The reason it works: you're not smarter than the AI about how to solve the problem. You know what you need. The AI knows how to get there. Stop doing its job for it.
The second piece is the master prompt. 20 pages of context — companies, executives, revenue, goals, relationships — saved as a PDF. Upload it to any AI before you start a session and it goes from stranger to five-year colleague instantly. He builds it by letting the AI interview him, then uses Wispr Flow to answer all the questions by voice. The whole thing takes 30 minutes.
The combination — reverse prompting plus a master prompt — is what he means when he says the quality of your prompts is now the quality of your business.
Watch the full episode — worth it for the Manus agentic demo alone, where he gives a real estate project a Slack feedback loop and walks away for two days.

🧠 ON MY MIND
Four things on my mind this week:
Apple is turning Siri into an AI marketplace. iOS 27 will let users choose Claude, Gemini, or ChatGPT to power Siri, Writing Tools, and Image Playground through a new "Extensions" system — pick your AI from Settings the way you pick a default browser. Apple is already testing integrations with Google and Anthropic. WWDC kicks off June 8. This isn't a Siri upgrade — it's Apple becoming a distribution layer for the entire AI industry. Every model lab just got access to 1.5 billion devices. — 9to5Mac
ElevenLabs hit $500M ARR — up from $350M just four months ago. $150 million in net new ARR in a single quarter. New investors include BlackRock, Nvidia, Wellington, D.E. Shaw, Jamie Foxx, and Eva Longoria. Enterprise customers like Deutsche Telekom, Klarna, and Revolut are deploying voice agents at scale across customer support, sales, and marketing. Voice AI just crossed the line from interesting demo to serious infrastructure. — TechCrunch
Coinbase cut 14% of its staff and sent the memo at 6:55am. CEO Brian Armstrong told employees that AI is completing in days what used to take teams weeks, so the company is rebuilding around smaller units — "AI-native pods" where one person may direct agents doing the work of engineers, designers, and PMs combined. They're eliminating "pure managers" and replacing them with player-coaches overseeing 15 or more reports.
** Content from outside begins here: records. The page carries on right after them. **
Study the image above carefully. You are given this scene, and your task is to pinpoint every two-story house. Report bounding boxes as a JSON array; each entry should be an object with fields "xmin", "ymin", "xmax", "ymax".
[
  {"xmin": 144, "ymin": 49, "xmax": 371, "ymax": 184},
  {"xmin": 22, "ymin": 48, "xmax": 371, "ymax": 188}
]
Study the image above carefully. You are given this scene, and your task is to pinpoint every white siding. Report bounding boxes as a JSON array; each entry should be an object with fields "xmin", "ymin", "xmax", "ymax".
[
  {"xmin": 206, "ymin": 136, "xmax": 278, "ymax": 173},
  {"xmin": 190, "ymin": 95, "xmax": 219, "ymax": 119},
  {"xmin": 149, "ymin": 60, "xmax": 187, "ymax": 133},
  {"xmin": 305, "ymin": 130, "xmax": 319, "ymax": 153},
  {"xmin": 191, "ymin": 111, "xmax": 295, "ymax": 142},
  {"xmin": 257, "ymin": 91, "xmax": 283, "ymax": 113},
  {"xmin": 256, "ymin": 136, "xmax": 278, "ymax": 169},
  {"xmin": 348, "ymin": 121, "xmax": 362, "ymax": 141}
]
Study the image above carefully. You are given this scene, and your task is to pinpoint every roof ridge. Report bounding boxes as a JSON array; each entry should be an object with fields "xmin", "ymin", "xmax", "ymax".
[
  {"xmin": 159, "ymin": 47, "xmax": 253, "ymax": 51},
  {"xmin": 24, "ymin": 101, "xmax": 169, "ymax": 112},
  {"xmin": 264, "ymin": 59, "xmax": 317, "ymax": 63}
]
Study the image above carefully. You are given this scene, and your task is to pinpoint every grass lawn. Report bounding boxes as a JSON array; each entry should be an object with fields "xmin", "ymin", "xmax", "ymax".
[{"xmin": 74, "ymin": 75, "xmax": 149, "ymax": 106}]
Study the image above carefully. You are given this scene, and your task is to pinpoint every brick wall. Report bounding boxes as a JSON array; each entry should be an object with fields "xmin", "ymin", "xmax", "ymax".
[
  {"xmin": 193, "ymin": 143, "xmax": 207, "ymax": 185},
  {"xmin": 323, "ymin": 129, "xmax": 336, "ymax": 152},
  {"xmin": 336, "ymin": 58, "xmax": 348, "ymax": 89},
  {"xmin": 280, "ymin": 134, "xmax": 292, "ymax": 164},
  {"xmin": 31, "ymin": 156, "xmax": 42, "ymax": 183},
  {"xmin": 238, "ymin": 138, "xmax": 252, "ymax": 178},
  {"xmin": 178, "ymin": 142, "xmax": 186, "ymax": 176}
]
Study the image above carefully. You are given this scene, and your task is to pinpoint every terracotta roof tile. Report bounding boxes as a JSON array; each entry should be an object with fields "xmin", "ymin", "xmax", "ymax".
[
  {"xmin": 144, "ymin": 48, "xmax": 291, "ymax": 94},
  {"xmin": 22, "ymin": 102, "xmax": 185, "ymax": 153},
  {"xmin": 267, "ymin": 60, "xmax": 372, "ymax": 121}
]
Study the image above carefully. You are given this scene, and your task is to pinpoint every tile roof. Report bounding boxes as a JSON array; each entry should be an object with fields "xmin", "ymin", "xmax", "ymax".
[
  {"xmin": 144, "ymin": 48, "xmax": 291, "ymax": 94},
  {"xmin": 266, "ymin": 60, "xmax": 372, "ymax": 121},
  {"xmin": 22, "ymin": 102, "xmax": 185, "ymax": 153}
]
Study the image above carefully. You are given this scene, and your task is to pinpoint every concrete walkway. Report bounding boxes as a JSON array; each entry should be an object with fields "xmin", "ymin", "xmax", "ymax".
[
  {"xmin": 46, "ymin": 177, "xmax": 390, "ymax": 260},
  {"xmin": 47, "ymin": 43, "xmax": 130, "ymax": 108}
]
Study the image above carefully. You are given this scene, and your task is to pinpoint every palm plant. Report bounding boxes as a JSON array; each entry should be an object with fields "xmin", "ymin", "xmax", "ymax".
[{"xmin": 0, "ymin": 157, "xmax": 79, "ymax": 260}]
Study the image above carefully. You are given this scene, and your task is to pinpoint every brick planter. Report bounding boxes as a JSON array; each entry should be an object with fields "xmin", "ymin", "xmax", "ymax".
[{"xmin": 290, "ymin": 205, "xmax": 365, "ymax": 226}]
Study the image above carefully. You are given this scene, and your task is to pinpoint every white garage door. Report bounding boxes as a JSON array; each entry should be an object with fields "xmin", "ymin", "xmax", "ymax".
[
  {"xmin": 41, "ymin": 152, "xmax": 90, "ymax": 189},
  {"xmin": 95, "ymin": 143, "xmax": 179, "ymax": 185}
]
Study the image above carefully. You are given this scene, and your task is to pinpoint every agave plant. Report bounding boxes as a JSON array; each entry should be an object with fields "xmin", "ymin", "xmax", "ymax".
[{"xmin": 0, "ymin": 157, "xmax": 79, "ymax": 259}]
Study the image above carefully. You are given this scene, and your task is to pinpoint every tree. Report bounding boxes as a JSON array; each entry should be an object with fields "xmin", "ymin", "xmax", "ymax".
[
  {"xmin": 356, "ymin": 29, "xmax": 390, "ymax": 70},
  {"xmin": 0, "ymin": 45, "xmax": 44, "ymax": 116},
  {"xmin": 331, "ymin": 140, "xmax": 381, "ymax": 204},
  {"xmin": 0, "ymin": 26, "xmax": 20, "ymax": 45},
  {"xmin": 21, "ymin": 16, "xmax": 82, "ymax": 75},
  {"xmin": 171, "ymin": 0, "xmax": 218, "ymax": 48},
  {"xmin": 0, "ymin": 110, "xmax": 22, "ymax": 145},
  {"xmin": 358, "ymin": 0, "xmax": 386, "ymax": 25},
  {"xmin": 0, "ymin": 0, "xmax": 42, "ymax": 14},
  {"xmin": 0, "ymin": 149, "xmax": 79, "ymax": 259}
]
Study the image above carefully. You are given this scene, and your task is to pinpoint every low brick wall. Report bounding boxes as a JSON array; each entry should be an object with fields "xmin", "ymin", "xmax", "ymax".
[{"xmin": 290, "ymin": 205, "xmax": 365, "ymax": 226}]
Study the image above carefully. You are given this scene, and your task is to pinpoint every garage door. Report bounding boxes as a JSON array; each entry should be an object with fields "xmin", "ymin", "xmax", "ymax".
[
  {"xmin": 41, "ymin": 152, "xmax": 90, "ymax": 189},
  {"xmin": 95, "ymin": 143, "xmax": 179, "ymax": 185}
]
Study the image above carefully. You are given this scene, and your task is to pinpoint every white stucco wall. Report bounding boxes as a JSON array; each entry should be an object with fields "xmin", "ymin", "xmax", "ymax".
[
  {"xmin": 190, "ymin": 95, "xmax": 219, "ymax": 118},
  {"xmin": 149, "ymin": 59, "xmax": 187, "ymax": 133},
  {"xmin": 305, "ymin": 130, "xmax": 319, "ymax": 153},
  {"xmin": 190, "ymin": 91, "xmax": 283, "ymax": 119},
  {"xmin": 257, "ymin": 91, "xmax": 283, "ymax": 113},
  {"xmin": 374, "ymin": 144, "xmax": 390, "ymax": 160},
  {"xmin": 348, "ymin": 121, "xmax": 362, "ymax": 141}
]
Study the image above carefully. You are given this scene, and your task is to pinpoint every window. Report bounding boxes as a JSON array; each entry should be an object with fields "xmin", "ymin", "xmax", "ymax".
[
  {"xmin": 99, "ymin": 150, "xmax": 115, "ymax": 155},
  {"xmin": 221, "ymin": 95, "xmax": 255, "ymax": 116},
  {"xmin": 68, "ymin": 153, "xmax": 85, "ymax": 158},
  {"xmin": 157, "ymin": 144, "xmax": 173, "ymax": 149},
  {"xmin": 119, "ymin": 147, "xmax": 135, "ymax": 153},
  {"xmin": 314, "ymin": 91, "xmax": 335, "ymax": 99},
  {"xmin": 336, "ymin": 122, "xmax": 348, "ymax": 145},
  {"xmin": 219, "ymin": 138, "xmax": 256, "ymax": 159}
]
Severance costs $50-60M. The framing: "The biggest risk now is not taking action." — Fortune
76% of companies now have a Chief AI Officer — up from 26% just last year. IBM surveyed more than 2,000 organizations and found the role has gone from experiment to standard in 12 months. The catch: 93% of respondents cited cultural resistance, not technology, as the main blocker to AI adoption. The CAIO role exists to solve that problem. Whether it actually does is a different question. — CNBC
The White House is considering pre-approving AI models before they're released. Reuters reported this week that the Trump administration is exploring government vetting of new model releases. No framework yet. But the direction is clear — after years of "ship it and see," the era of unilateral AI releases may be ending. Every major lab needs to be watching this one closely. — Reuters

👀 FROM THE FEED
Coinbase cut 700 jobs this week. Armstrong's memo explains why.


❓ AI GENERATED OR NOT
Two jellyfish. Electric blue water. Pink and red bioluminescent glow. Perfect composition.

Last week's poll: AI generated. 77.8% of you got it right. 30% voted "Nope" — and honestly, fair. A Bangkok street at night, steam rising off a food cart, motorbikes blurred in the rain. The Thai text on the cart was perfectly legible. The wet pavement reflections were physically accurate. It looked completely real. It wasn't. Getting harder every week.